There are no plans to formally consent individuals for their involvement within this audit.  The basis for this being that clinical audit is considered an integral and thus essential part of direct patient care.  It is anticipated that all trusts planning to be involved within the audit produce generic patient information regarding what they use personal information for, which should include its use in clinical audit.  It is for local consideration to decide whether this is indeed the case.   Section 60 of the Health and Social Care Act 2001 which currently provides an interim power to ensure that patient identifiable information, needed to support a range of important work such as clinical audit, record validation and research, can be used without the consent of patients.  However, in this case all data will not patient identifiable, it was felt that the practicalities of seeking consent from all patients involved in the audit would significantly denude the comprehensiveness of data collected.  Patient information posters have been produced and will be distributed to all audit sites for display in all relevant patient waiting areas during the audit window.  This will explain in lay terms the aims and methodology of the audit, as well as clearly stating the ability of patients to opt-out of having their anonymous data used in this audit.

Legal basis for sharing data:

The legal basis for sharing data in this project is based on ‘implied powers’ from the National Health Service Act 2006, section 82, this places a duty on NHS bodies and local authorities to co-operate with one another in order to secure and advance the welfare of the people of England and Wales.

What does the ICO say about the audit?

We cannot offer an opinion on the suitability of your proposals, however it would appear that the information to be gathered will be anonymous.

The Data Protection Act (DPA) is concerned with the processing of personal data which will identify a living individual.
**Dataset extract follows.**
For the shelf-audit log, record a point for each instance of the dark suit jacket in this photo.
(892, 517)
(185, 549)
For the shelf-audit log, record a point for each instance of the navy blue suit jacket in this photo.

Therefore if an individual cannot be identified from the information then this will not come under the DPA. 

It is for the data controller to determine whether sufficient steps have been taken to ensure the anonymity of the data they are using.

Where will the data be stored and when will it be deleted?

The data will be stored under ‘My documents’ under the login of Kishan Ubayasiri (ENT Fellow) on the hospital computer in the doctor’s office of Ward 408, Queen Elizabeth Hospital, Birmingham. The ward requires swipe access to enter. The data will not be stored on the C drive and will only be visible under the login of Kishan Ubayasiri.
After deletion of the files after a period of no more than 2 years, the Recycle Bin will also be emptied.